Reigning true to the affectionate nickname 'Batfleck,' Ben Affleck will renew his identity as the Caped Crusader once again in parallelism with Michael Keaton's rendition of the same role in Andy Muschietti's The Flash.
The brooding Dark Knight will return for one more DC Extended Universe movie, that will set its focal point on Barry Allen (Ezra Miller) and will dive into the multiverse through the Flashpoint plot - diversifying and complexifying the interworkings of DC's on-screen presence.
Batman has been a polarizing character since his first portrayal, and fans seem to struggle on finding peace amongst themselves when discussing Affleck's performance. Some herald him as a hero; others have despised him since he first donned the cowl.

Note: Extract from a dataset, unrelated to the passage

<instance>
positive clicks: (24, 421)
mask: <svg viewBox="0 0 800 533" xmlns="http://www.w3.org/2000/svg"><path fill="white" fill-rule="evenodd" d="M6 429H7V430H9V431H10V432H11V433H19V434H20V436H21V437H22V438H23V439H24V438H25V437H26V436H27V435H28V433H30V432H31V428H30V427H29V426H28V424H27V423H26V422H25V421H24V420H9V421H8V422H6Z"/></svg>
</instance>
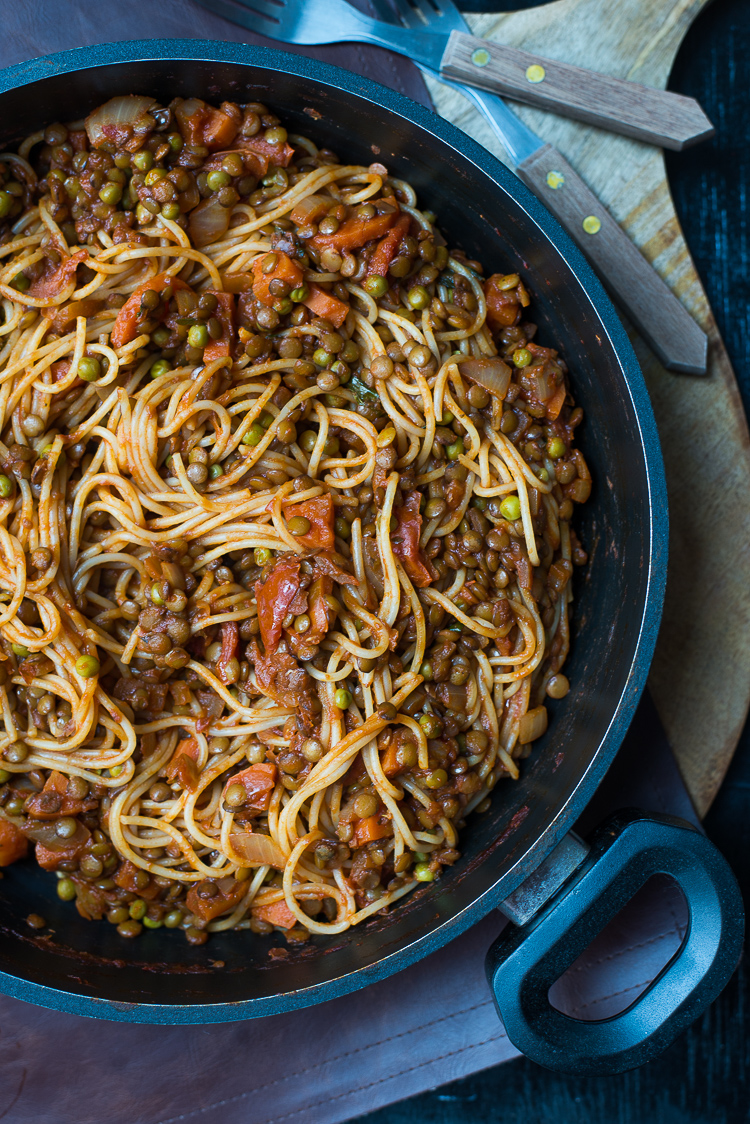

There may be two Batmans tangling themselves in the plot of The Flash, but there will no interference with the linear construction of The Batman and Robert Pattinson.
“[Affleck's] Batman has a dichotomy that is very strong, which is his masculinity—because of the way he looks, and the imposing figure that he has, and his jawline —but he’s also very vulnerable,” Muschietti said in an interview with Vanity Fair. “He knows how to deliver from the inside out, that vulnerability. He just needs a story that allows him to bring that contrast, that balance.”
"Batfleck" and his newfound rejuvenation to renew the role that he had departed from due to personal struggles have surprised fans. He had been an open ongoing struggle with alcoholism, an ending marriage, and his difficulty to dedicate himself to Batman. Affleck was originally supposed to sign onto a stand-alone project titled The Batman, which he had retreated from. “I showed somebody The Batman script,” Affleck had told the New York Times in an interview, “They said, ‘I think the script is good. I also think you’ll drink yourself to death if you go through what you just went through again.’”
Affleck was offered an early sneak peek at The Flash script which ultimately convinced him to return to the part. Filmmakers were surprised that he was so enthusiastic and excited, so much so that he wanted to hark back to the role.
“He’s a very substantial part of the emotional impact of the movie. The interaction and relationship between Barry and Affleck’s Wayne will bring an emotional level that we haven’t seen before,” the director added. "It’s Barry’s movie, it’s Barry’s story, but their characters are more related than we think. They both lost their mothers to murder, and that’s one of the emotional vessels of the movie. That’s where the Affleck Batman kicks in."
Mushcietti also noted that Barry Allen is only canonically aware of Affleck's grey-templed and stone-jawed Batman, and he believes that their relationship would make a fine catalyst for Allen's journey through a warped timeline. “He’s the baseline," Mushcitti said, "He’s part of that unaltered state before we jump into Barry’s adventure, there's a familiarity there.”
The multiverse that has been defined by DC through both film and television has upheld a consistency without erasing characters or stepping on the toes of stories yet to be told. “This movie is a bit of a hinge in the sense that it presents a story that implies a unified universe where all the cinematic iterations that we’ve seen before are valid,” Muschietti said. “It’s inclusive in the sense that it is saying all that you’ve seen exists, and everything that you will see exists, in the same unified multiverse.” The return of Affleck and the return of Keaton are enough to keep fans on their toes, who are impatiently waiting for Jeffery Dean Morgan to reprise Thomas Wayne, and complete a Flashpoint triple-threat.